Method 1: IQR (Interquartile Range)
Q1 = df["salary"].quantile(0.25)
Q3 = df["salary"].quantile(0.75)
IQR = Q3 - Q1
lower = Q1 - 1.5 * IQR
upper = Q3 + 1.5 * IQR
# Find outliers
outliers = df[(df["salary"] < lower) | (df["salary"] > upper)]
print(f"Outliers: {len(outliers)} rows")
# Remove outliers
df_clean = df[(df["salary"] >= lower) & (df["salary"] <= upper)]
Method 2: Z-Score
from scipy import stats
z_scores = stats.zscore(df["salary"])
df_clean = df[abs(z_scores) < 3] # keep rows within 3 standard deviations
Method 3: Cap Instead of Remove
# Cap at the 1st and 99th percentile (Winsorizing)
lower = df["salary"].quantile(0.01)
upper = df["salary"].quantile(0.99)
df["salary"] = df["salary"].clip(lower, upper)
Full Cleaning Pipeline
def clean_dataset(df):
"""Full cleaning pipeline."""
print(f"Before: {df.shape}")
# 1. Remove duplicates
df = df.drop_duplicates()
# 2. Fix types
df["age"] = pd.to_numeric(df["age"], errors="coerce")
df["salary"] = pd.to_numeric(df["salary"], errors="coerce")
# 3. Handle missing values
df["age"] = df["age"].fillna(df["age"].median())

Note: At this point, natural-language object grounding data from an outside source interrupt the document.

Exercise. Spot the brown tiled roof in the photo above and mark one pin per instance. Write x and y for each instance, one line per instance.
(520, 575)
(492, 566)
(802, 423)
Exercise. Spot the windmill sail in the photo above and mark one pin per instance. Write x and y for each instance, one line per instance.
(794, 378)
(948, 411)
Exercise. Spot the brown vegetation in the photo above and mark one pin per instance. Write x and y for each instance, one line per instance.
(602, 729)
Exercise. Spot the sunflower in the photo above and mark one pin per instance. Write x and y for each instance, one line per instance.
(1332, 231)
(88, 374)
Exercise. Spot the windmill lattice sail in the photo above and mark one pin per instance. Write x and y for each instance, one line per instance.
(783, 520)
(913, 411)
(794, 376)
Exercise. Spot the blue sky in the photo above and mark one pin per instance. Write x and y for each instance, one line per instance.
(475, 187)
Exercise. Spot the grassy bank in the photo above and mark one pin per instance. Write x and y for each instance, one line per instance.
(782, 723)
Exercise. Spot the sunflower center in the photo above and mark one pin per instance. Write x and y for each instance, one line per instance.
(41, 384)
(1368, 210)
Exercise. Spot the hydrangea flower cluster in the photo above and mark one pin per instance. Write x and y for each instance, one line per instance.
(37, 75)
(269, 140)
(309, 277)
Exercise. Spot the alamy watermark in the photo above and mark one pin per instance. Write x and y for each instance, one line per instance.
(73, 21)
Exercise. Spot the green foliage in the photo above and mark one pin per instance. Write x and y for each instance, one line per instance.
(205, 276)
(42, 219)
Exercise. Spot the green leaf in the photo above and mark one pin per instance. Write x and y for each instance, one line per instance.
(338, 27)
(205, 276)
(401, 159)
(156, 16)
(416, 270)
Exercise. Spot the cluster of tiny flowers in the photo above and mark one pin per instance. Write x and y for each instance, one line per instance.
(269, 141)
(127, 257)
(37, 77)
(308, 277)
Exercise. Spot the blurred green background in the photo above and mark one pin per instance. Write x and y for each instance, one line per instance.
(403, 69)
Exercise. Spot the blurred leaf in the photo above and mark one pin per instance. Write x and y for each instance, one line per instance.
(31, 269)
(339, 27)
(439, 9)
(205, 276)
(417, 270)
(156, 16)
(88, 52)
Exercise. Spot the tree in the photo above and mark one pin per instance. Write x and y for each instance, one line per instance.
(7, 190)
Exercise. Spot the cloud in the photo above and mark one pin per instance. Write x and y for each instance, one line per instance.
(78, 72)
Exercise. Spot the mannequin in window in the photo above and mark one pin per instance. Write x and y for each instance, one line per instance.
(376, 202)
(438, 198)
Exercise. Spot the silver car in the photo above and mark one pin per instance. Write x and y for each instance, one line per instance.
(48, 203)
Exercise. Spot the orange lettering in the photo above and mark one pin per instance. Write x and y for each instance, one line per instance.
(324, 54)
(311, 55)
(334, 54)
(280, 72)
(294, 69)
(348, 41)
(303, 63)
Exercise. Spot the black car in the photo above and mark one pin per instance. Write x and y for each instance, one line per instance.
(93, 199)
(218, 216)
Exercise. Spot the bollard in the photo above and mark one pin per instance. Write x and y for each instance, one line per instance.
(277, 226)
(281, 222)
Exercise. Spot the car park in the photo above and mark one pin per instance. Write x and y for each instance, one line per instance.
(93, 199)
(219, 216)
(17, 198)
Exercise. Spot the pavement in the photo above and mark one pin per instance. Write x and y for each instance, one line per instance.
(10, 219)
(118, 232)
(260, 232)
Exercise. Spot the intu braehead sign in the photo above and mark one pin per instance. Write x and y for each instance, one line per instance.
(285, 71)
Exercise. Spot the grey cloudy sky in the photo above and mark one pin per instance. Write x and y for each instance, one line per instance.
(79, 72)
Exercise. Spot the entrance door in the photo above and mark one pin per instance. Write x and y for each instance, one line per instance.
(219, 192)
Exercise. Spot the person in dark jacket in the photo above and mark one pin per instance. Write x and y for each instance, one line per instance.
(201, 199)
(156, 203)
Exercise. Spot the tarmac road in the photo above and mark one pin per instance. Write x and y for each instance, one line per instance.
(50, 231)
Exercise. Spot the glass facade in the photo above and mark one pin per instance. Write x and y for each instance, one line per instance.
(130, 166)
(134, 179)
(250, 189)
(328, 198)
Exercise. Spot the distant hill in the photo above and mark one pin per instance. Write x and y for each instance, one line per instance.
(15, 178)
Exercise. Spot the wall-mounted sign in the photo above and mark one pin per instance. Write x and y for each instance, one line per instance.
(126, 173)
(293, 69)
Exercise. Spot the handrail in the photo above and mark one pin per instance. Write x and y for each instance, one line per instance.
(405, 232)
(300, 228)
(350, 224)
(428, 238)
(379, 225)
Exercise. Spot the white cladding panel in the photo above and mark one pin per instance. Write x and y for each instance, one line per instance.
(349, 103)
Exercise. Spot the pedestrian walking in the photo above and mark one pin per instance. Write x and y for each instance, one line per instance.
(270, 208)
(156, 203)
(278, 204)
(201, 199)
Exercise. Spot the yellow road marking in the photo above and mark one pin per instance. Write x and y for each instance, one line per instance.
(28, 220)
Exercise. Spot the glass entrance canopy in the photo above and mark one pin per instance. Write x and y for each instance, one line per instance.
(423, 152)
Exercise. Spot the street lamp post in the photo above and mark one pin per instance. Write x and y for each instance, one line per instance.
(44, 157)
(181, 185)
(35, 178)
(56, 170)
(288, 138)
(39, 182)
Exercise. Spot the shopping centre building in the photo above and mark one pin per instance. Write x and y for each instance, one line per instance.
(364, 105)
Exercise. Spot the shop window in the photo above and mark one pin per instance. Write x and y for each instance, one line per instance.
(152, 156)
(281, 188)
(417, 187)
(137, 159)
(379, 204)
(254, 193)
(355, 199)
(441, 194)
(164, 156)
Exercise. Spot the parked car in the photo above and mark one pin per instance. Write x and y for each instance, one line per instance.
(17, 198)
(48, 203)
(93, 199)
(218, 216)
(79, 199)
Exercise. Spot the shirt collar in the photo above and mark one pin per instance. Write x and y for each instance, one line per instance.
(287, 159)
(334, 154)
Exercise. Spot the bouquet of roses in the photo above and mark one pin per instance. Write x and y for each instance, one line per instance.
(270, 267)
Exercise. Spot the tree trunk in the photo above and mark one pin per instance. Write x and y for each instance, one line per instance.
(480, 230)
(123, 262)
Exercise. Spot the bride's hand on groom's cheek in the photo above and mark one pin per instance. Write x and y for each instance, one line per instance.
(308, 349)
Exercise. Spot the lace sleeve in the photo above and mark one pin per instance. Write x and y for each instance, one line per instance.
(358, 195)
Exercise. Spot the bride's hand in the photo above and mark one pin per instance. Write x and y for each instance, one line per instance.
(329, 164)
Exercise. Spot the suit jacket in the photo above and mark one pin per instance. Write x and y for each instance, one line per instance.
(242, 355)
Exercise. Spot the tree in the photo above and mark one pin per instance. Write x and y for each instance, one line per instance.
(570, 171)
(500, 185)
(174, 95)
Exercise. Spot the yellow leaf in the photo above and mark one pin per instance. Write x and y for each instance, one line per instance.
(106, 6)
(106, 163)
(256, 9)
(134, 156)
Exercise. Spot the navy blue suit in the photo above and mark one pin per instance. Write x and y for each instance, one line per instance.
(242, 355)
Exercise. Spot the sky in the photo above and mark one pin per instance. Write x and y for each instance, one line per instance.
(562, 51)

df["salary"] = df["salary"].fillna(df["salary"].median())
df["department"] = df["department"].fillna("Unknown")
# 4. Standardize text
df["department"] = df["department"].str.strip().str.title()
# 5. Remove extreme outliers in salary
Q1, Q3 = df["salary"].quantile([0.25, 0.75])
IQR = Q3 - Q1
df = df[(df["salary"] >= Q1 - 3*IQR) & (df["salary"] <= Q3 + 3*IQR)]
print(f"After: {df.shape}")
return df
df = clean_dataset(df)
For a numeric column with outliers, which imputation strategy is usually better: mean or median?